Clothing Hangers Made from Ocean-Bound Plastics
In 2018, I wrote an in-depth feature about the ocean-bound plastics supply chain, which covered the potential for the market as well as the difficulties to scale. However, since then, the usage of ocean-bound plastics continues to grow. HP incorporates ocean-bound plastics into Original HP ink cartridges. Atando Cabos is a company focused on ending the contamination of discarded fishing and marine farming gear from the coasts of Patagonia.
Most recently, I received a news release about an eco-design company using ocean-bound plastic to produce hangers.
(re)x is a company founded by Los Angeles-based designer Paulina Quintana. The company introduced a new hanger made from 100% recycled plastic that is gathered from the ocean or intercepted before entering the ocean. The (re)x hanger was named “Best in NY NOW Show” in the sustainability category by the New York chapter of the International Furnishings and Design Association.
“We need to change people’s relationship to plastic,” said (re)x CEO Quintana. “Our mission is to create sustainable solutions for everyday products and turn them into an opportunity to remove plastic waste from the environment. The environmental impact of discarded plastics is one of the most vexing issues we face. There are over 8 billion plastic hangers discarded every year along with over 8 million metric tons of plastics entering our oceans annually. Our new hanger represents an advancement in reducing the damage plastic is inflicting on our planet.”
The (re)x founder ran her own international children’s clothing brand for 13 years but was troubled by the sheer volume of waste created by plastic hangers that were discarded and bound for landfills. (re)x was born from the desire to reduce consumers’ environmental footprint. Quintana engineered a solution by designing a 100% recycled hanger made from recovered ocean plastics.
Hanger made from 100% recycled plastic gathered from oceans.
Raw materials for the (re)x hangers are sourced from beach clean-ups and local recycling efforts in South Africa, recovering plastics from the ocean and removing post-consumer and post-commercial plastics from the waste stream. The color of each hanger will feature slight variations over time, reflecting the variety of plastics collected. All the company’s packaging is made from 100% recycled material and is 100% biodegradable, helping keep more plastic out of the ocean.
To manufacture the product, Quintana is partnering with Ocean Plastic Technologies (OPT), a South African manufacturing technology company. Ocean Plastic Technologies not only provides the raw materials and fabrication for (re)x ‘s hanger, but they also educate, train, and employ South African workers who have a desire to protect their environment.

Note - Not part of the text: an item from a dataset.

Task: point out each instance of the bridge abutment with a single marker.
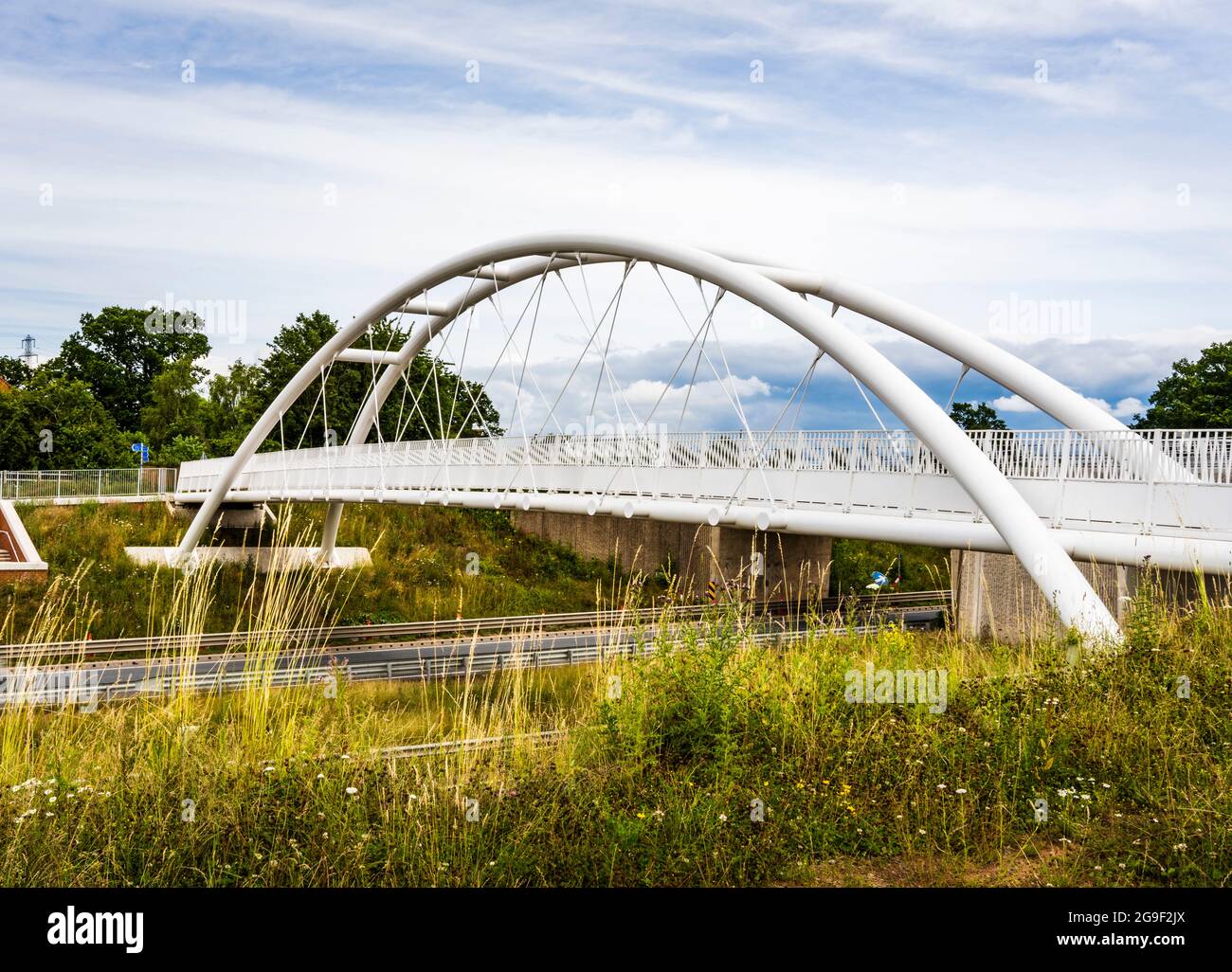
(791, 565)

OPT uses portable “micro recycling plants” that are deployed where storms and ocean currents churn up plastic along the shore. These self-contained, mobile manufacturing facilities allow OPT to access local communities quickly and efficiently to capture plastics from waterways or before they enter waterways and then recycle them for use in products like (re)x hangers. To date, the production of (re)x hangers has removed 3.3 tons of ocean and ocean-bound plastic waste.
“Paulina has incredible passion and determination to reduce the use of virgin plastic,” said Oliver Nudds, managing director at Ocean Plastic Technologies. “Paulina’s authenticity about the environment is a revelation and we bought right into her vision. Let’s face it, everyone buys plastic hangers, but when made from recycled plastic they are the right hanger for today, and honestly the right hanger for the future. This is a hanger with a purpose. We are honored to help (re)x make a positive impact to reduce worldwide plastic waste.”

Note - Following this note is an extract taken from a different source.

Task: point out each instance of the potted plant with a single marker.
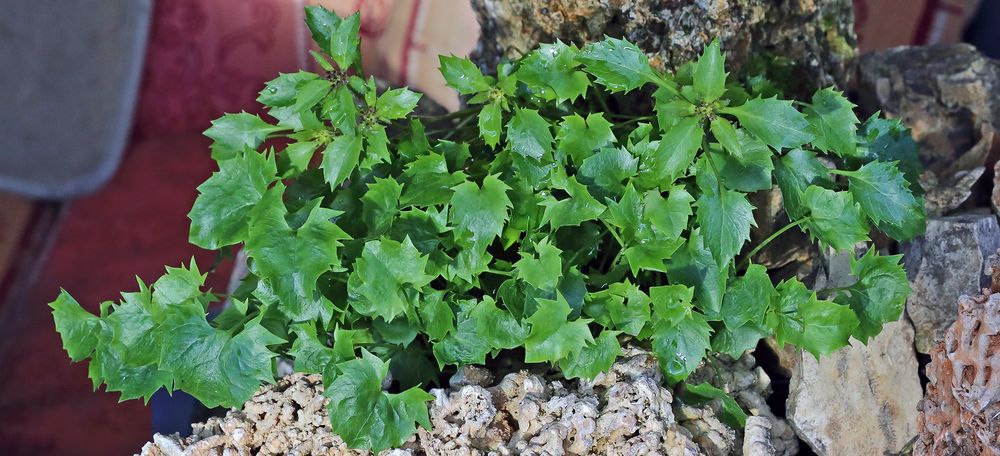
(547, 221)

“We have reengineered the hanger,” Quintana said. “We increased the overall thickness by 50%, ensuring a significant improvement in durability and resistance to breakage.” (re)x also increased the vertical strength of the pant bar to hold heavy garments without bending and added an integrated “fishhook-style” garment hook. A unique ‘bridge’ at the apex of the hanger completes the design to provide maneuverability in tight spaces packed with clothing.

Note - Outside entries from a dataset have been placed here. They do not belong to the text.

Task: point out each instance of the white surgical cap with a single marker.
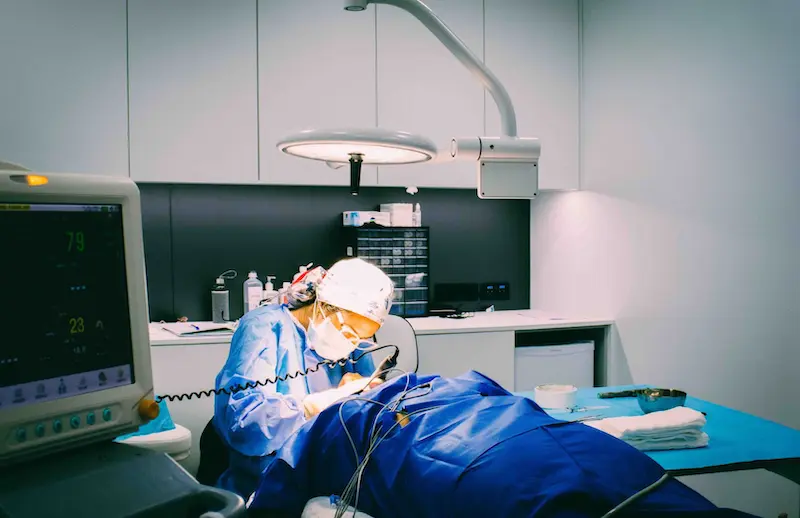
(357, 286)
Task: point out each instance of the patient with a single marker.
(464, 447)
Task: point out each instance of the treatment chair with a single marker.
(395, 331)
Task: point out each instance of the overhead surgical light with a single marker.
(507, 165)
(359, 146)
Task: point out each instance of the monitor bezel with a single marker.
(67, 188)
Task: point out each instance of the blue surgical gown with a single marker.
(269, 342)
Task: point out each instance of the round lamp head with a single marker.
(373, 145)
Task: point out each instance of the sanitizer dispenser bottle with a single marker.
(220, 302)
(270, 293)
(253, 289)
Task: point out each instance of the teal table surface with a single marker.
(737, 440)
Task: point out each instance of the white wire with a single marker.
(374, 441)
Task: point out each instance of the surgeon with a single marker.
(328, 316)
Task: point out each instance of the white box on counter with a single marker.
(357, 218)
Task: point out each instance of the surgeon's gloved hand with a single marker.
(352, 376)
(319, 401)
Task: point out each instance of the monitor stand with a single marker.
(110, 479)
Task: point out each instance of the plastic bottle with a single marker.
(303, 269)
(253, 289)
(284, 291)
(220, 302)
(270, 293)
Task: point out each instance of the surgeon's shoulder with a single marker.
(264, 317)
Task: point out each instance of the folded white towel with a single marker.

Quintana aims to demonstrate to retailers and consumers alike that when it comes time to reorder hangers, they can use their purchasing decisions to protect the environment with a better designed, more durable, and more sustainable option. “When you consider that most every home, apartment and retail store have plastic hangers, we have a big challenge on our hands to change people’s future buying patterns.”
After a successful crowdfunding campaign on Kickstarter, (re)x has manufacturing underway in South Africa and is fulfilling purchase orders for immediate delivery. To date, the company has sold more than 1,000 hangers to high schools, colleges, and universities across North America.
This month, (re)x launched an e-commerce store on its website, allowing consumers to purchase the company’s hangers online and have them shipped anywhere in the world.